The US Treasury Department blacklisted the virtual currency mixer Tornado Cash on Monday, saying the system “has been used to launder more than $7 billion worth of virtual currency since its creation in 2019.” The platform was added to the Specially Designated Nationals and Blocked Persons List (SDN), prohibiting all transactions on Tornado Cash by people in the US “unless authorized by a general or specific license issued by OFAC [Office of Foreign Assets Control]”, the Treasury Department announcement said.
“As a result of today’s action, all property and interests in property of the entity above, Tornado Cash, that is in the United States or in the possession or control of US persons is blocked and must be reported to OFAC,” the announcement said. There is reportedly over $412 million of assets on Tornado Cash. Prices of Tornado’s crypto token TORN plummeted after the blacklisting announcement.
The Treasury action was criticized within the crypto industry because it affects any US person using Tornado Cash, not just those involved in money laundering or other crimes. The SDN list is generally used to “identify persons involved in terrorism, enemy states, or other state-sanctioned activities and ensure that these individuals cannot get the benefit of the US financial system,” Coin Center Executive Director Jerry Brito and Research Director Peter Van Valkenburgh wrote yesterday. Coin Center is a cryptocurrency research and advocacy group.
The sanction of Tornado Cash is unusual because a “smart contract is a robot, not a person,” and Treasury’s action seems “to be the sanctioning of a tool that is neutral in character and that can be put to good or bad uses like any other technology,” they wrote. “It is not any specific bad actor who is being sanctioned, but instead it is all Americans who may wish to use this automated tool in order to protect their own privacy while transacting online who are having their liberty curtailed without the benefit of any due process.”
Open source code gone from GitHub
Tornado Cash’s open source code disappeared from GitHub, apparently just after the Treasury announcement. Tornado Cash co-founder Roman Semenov wrote yesterday, “My @GitHub account was just suspended. Is writing an open source code illegal now?”
When contacted by Ars, the Microsoft-owned GitHub said, “Trade laws require GitHub to restrict users and customers identified as Specially Designated Nationals (SDNs) or other denied or blocked parties, or that may be using GitHub on behalf of blocked parties. At the same time, GitHub’s vision is to be the global platform for developer collaboration. We examine government sanctions thoroughly to be certain that users and customers are not impacted beyond what is required by law.”
Tornado Cash says it uses a decentralized protocol in which smart contracts are “implemented within the Ethereum blockchain, making them immutable. They can neither be changed nor tampered with. Therefore, nobody—including the original developers—can modify or shut them down.” Despite the GitHub code removal, Tornado Cash said the “smart contracts are on the Ethereum blockchain. It doesn’t change anything for Tornado Cash contracts,” Decrypt wrote.
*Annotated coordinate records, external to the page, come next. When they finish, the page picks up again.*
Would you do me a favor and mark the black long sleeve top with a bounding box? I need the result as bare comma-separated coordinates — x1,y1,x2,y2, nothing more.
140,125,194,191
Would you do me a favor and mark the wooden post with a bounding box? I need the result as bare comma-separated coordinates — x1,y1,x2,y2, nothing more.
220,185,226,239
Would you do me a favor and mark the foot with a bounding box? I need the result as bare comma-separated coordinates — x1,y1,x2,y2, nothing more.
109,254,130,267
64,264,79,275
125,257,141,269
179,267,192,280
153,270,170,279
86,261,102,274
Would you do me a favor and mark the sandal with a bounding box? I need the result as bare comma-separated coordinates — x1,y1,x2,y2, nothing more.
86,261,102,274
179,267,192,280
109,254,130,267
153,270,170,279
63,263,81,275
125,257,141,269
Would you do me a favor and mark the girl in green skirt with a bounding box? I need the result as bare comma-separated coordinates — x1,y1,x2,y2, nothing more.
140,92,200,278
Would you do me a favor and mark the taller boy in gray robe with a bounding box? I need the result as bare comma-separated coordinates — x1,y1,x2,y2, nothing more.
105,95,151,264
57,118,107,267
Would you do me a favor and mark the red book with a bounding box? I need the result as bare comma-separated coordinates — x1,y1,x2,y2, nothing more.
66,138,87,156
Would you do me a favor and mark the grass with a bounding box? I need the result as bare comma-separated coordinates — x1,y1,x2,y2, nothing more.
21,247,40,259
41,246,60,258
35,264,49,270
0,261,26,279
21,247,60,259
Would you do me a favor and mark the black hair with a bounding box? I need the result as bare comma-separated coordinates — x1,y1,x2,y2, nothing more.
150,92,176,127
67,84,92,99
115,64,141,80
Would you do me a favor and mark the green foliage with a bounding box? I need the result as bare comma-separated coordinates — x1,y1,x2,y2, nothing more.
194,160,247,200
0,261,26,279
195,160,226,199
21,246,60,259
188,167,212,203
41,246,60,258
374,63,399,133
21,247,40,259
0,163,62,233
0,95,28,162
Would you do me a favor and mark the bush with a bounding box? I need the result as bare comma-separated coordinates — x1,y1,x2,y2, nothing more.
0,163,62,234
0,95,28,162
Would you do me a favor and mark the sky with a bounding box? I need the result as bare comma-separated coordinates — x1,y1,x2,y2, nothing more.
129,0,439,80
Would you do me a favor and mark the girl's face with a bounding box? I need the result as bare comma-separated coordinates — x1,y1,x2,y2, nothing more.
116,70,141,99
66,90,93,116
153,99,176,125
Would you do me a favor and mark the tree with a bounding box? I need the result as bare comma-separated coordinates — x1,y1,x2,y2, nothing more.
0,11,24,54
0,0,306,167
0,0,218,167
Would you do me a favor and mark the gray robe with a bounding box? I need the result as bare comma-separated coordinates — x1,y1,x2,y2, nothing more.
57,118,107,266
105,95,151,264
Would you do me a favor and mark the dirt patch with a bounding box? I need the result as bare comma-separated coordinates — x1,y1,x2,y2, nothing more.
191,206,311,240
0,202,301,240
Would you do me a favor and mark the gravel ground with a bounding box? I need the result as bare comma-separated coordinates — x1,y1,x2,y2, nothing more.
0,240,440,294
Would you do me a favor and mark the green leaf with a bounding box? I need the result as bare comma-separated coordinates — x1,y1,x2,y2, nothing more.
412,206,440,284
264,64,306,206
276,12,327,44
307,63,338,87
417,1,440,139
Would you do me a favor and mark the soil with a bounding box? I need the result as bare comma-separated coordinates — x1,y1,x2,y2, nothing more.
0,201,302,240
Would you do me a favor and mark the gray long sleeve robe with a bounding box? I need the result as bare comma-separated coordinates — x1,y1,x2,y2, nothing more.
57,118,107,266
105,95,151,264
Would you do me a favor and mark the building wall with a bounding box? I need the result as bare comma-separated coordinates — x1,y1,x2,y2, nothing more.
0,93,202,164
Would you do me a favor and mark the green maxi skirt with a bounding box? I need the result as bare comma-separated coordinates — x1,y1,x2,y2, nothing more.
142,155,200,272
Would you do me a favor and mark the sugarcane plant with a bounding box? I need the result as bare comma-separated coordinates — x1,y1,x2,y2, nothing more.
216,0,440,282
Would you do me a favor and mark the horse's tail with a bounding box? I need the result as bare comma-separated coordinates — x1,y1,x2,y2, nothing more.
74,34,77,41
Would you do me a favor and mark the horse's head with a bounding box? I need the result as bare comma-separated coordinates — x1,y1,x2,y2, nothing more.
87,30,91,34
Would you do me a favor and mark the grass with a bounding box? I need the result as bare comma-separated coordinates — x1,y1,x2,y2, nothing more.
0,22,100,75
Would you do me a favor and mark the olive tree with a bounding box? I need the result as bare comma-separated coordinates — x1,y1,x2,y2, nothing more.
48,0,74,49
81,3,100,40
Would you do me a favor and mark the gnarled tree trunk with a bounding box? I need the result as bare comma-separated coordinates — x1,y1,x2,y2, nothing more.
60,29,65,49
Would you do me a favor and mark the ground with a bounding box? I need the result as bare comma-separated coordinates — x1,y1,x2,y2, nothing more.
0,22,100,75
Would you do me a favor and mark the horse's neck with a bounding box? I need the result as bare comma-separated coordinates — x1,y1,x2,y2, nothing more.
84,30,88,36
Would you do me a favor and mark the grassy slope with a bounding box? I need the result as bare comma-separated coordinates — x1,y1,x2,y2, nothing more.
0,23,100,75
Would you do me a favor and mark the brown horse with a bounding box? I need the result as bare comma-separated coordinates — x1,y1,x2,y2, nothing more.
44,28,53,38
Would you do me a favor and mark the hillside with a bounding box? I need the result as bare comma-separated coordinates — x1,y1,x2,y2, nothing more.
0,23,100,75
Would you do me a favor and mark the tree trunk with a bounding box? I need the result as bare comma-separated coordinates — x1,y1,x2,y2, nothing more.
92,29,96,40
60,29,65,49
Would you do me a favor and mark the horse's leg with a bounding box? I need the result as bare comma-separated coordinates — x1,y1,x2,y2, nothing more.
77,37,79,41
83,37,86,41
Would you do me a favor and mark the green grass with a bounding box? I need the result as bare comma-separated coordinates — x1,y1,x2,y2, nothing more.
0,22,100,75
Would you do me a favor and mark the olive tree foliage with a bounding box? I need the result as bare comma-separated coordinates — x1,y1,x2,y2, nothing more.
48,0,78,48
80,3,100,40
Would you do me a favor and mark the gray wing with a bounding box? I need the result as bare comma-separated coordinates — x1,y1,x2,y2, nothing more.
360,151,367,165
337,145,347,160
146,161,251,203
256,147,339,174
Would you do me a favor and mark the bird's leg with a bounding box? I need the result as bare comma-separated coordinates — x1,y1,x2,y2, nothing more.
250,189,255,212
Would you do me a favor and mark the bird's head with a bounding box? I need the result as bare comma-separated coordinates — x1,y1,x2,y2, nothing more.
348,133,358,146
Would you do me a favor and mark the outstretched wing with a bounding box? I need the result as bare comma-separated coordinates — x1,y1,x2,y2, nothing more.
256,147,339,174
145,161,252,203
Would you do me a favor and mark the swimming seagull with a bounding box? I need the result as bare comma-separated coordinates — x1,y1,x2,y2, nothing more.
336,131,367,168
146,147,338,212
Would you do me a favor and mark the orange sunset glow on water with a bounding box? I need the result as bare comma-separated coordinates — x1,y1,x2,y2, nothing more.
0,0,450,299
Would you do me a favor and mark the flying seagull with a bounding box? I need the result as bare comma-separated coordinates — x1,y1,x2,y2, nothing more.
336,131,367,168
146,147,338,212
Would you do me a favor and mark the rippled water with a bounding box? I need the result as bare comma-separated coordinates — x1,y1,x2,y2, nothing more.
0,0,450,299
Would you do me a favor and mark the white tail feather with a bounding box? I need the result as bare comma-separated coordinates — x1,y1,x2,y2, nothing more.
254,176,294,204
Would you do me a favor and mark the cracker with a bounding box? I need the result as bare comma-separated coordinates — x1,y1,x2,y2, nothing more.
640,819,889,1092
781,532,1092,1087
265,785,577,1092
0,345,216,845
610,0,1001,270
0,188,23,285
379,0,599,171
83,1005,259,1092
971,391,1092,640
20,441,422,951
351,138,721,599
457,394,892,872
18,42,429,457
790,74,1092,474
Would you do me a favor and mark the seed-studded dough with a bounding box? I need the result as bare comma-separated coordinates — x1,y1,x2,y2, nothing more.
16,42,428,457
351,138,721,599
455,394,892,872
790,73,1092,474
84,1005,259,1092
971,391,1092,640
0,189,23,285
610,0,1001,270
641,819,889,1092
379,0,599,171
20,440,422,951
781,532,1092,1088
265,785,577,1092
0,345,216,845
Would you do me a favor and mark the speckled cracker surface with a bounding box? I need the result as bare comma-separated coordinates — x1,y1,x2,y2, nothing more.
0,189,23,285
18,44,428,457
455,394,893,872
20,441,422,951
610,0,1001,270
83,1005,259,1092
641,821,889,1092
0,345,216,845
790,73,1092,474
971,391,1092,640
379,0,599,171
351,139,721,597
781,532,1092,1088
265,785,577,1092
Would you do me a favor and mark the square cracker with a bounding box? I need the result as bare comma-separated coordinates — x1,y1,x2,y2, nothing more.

Decrypt also reported that an “anonymous troll is sending celebrities Ethereum from a Tornado Cash wallet—presumably as a way to demonstrate how difficult it will be for the US government to enforce its ban on the mixing service.”
The Treasury Department said Tornado Cash “indiscriminately facilitates anonymous transactions by obfuscating their origin, destination, and counterparties, with no attempt to determine their origin. Tornado receives a variety of transactions and mixes them together before transmitting them to their individual recipients. While the purported purpose is to increase privacy, mixers like Tornado are commonly used by illicit actors to launder funds, especially those stolen during significant heists.”
The US agency also said that money laundered on Tornado Cash “includes over $455 million stolen by the Lazarus Group, a Democratic People’s Republic of Korea (DPRK) state-sponsored hacking group,” plus “$96 million of malicious cyber actors’ funds derived from the June 24, 2022, Harmony Bridge Heist, and at least $7.8 million from the August 2, 2022 Nomad Heist.”
“Despite public assurances otherwise, Tornado Cash has repeatedly failed to impose effective controls designed to stop it from laundering funds for malicious cyber actors on a regular basis and without basic measures to address its risks,” said Under Secretary for Terrorism and Financial Intelligence Brian Nelson. He said Tornado Cash “launders the proceeds of cybercrimes, including those committed against victims in the United States.”